The Salvation Army says the former director of its Kroc Keiki Learning Center preschool near Kapolei received a report that a teacher may have been mistreating students as early as March 2017 but never told supervisors or police.
Church officials said they fired the director, Margot M. Mesinas, and the teacher this past February after a private lawyer investigated allegations of abuse involving the teacher. A report from another employee in December prompted officials to hire the lawyer.
The Salvation Army Hawaiian and Pacific Islands Divisional Leader Maj. John Chamness said in a written statement that the investigation “has concluded and found that a preschool teacher did not comply with our high standards for treatment of children in her classroom.”

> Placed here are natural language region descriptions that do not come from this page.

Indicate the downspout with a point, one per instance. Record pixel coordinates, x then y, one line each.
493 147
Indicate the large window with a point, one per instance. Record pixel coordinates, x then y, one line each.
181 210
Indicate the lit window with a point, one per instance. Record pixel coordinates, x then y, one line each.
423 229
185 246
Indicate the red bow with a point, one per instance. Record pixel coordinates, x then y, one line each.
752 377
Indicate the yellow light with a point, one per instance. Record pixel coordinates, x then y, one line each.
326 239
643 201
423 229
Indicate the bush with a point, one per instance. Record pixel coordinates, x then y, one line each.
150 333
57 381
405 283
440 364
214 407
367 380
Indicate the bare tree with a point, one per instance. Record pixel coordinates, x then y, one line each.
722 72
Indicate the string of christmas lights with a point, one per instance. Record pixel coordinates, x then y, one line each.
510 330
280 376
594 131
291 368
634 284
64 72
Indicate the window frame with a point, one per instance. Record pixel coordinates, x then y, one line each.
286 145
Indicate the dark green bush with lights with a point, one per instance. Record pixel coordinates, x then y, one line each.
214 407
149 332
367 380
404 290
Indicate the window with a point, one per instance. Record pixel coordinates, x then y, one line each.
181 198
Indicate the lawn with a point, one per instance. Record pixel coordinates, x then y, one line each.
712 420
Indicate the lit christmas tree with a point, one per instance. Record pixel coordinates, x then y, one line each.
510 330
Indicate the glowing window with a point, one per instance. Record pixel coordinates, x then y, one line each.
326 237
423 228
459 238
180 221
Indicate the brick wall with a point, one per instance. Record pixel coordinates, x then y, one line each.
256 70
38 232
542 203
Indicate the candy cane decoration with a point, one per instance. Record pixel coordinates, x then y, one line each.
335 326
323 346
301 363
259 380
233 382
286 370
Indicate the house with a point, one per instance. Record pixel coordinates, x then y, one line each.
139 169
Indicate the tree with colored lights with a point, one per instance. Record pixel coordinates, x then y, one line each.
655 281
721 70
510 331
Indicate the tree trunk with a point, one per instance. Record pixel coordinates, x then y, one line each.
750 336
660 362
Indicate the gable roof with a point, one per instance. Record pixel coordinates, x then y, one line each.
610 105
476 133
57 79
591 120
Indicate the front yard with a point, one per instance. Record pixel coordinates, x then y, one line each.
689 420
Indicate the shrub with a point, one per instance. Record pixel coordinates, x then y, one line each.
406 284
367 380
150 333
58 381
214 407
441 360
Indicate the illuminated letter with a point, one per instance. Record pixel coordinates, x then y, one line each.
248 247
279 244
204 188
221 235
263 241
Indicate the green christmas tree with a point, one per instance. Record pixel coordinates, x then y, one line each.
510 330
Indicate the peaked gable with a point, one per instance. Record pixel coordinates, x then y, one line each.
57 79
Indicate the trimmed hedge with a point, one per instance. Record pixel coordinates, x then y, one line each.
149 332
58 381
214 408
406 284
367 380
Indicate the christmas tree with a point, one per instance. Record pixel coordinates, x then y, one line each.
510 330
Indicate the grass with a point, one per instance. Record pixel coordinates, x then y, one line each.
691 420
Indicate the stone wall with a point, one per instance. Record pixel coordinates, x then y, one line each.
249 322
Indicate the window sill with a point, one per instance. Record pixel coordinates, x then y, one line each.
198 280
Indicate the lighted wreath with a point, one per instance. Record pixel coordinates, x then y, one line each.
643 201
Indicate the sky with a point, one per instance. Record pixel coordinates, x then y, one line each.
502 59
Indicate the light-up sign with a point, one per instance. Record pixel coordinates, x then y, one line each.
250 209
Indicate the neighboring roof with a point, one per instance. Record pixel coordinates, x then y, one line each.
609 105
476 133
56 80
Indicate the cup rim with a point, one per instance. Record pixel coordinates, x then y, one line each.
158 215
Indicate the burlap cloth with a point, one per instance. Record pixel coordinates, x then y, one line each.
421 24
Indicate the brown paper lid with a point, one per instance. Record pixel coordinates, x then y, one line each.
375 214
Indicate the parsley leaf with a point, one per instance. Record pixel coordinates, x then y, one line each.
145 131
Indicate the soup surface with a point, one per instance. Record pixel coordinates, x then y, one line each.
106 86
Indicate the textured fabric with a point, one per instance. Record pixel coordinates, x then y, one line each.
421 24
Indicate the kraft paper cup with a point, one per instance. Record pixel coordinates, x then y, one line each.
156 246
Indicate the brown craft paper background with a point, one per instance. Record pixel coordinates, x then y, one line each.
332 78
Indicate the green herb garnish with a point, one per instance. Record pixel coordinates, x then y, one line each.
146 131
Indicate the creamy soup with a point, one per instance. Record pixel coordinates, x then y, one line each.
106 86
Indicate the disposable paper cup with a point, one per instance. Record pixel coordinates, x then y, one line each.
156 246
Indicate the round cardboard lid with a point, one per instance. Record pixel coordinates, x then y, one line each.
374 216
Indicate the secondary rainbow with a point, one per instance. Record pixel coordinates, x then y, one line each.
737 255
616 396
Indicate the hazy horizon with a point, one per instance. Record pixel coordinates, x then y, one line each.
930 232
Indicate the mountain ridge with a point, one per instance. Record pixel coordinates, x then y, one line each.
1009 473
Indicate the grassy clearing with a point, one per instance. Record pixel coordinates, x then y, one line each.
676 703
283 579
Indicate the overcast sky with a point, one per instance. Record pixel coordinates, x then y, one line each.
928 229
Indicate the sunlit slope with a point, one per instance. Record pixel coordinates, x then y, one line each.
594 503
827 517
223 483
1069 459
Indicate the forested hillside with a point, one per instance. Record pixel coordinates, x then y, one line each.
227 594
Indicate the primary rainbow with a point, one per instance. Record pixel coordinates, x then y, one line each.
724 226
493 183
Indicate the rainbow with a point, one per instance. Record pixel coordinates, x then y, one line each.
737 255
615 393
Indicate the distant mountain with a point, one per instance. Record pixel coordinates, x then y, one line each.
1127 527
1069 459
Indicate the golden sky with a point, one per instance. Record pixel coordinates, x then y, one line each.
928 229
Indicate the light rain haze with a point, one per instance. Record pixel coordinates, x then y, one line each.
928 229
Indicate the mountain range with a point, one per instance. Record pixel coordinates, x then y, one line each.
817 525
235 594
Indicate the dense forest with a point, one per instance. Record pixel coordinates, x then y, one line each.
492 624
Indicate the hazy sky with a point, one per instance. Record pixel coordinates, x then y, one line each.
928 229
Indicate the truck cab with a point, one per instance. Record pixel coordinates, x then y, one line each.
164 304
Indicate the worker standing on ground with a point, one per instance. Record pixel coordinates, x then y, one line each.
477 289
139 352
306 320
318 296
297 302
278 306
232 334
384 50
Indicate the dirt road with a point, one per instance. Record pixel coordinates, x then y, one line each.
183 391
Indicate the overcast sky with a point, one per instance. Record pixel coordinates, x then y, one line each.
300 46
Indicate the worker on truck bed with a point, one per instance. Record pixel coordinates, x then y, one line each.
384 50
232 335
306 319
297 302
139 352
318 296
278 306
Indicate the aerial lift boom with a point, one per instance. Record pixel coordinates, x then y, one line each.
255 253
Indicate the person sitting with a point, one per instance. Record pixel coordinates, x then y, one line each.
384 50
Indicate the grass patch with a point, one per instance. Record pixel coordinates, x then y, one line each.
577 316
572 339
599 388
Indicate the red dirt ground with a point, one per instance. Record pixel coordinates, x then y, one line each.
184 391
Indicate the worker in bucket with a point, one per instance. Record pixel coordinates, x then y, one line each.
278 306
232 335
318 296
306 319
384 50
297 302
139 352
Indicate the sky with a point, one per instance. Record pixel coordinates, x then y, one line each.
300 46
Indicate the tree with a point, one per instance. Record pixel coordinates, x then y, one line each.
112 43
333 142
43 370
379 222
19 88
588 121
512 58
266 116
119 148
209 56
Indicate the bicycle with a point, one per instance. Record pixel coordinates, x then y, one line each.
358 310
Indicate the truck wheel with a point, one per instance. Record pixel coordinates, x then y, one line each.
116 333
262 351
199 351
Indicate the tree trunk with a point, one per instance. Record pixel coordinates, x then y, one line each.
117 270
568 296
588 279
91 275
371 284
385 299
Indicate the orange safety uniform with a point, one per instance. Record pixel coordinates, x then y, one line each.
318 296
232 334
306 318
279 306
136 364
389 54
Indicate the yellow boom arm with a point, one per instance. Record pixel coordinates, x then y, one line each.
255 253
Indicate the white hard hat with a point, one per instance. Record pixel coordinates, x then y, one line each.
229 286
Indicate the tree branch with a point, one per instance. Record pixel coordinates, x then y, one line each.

Church officials say in state court records that they fired Mesinas for failing to comply with Salvation Army policy that requires personnel to “report any suspected child abuse or neglect of a minor or vulnerable adult whether on or off Salvation Army property, whether perpetrated by (church) personnel or others, to the government authorities.”
The policy echos state law that requires employees or officers of public and private schools to immediately report to police or the state Department of Human Services if they have reason to believe that child abuse has occurred or might occur in the reasonably foreseeable future.
In addition to conducting its own investigation, Chamness said church officials reported the abuse allegations to appropriate state authorities.
State Department of Human Services spokeswoman Keopu Reelitz says the department’s Child Licensing Program is investigating allegations of licensing violations.
Salvation Army officials learned in their own investigation that a teacher’s assistant had already told Mesinas in March 2017 that the teacher may be abusing children and using inappropriate disciplinary techniques.
After she was fired, Mesinas applied for but was denied unemployment benefits, according to state court records. She appealed and following a June 18 hearing, a state Department of Labor and Industrial Relations hearing officer found her eligible because the employer’s representative who attended the hearing couldn’t say Mesinas was fired for misconduct connected with work.
The Salvation Army filed its own appeal in state court on Friday. Church officials say their human resources manager attended the June 18 hearing because the representative who knows of the investigation and reason for Mesinas’s firing could not attend “due to unexpected personal reasons and did not make adequate arrangements for her replacement to attend the hearing.”
A state judge will hear the Salvation Army’s appeal.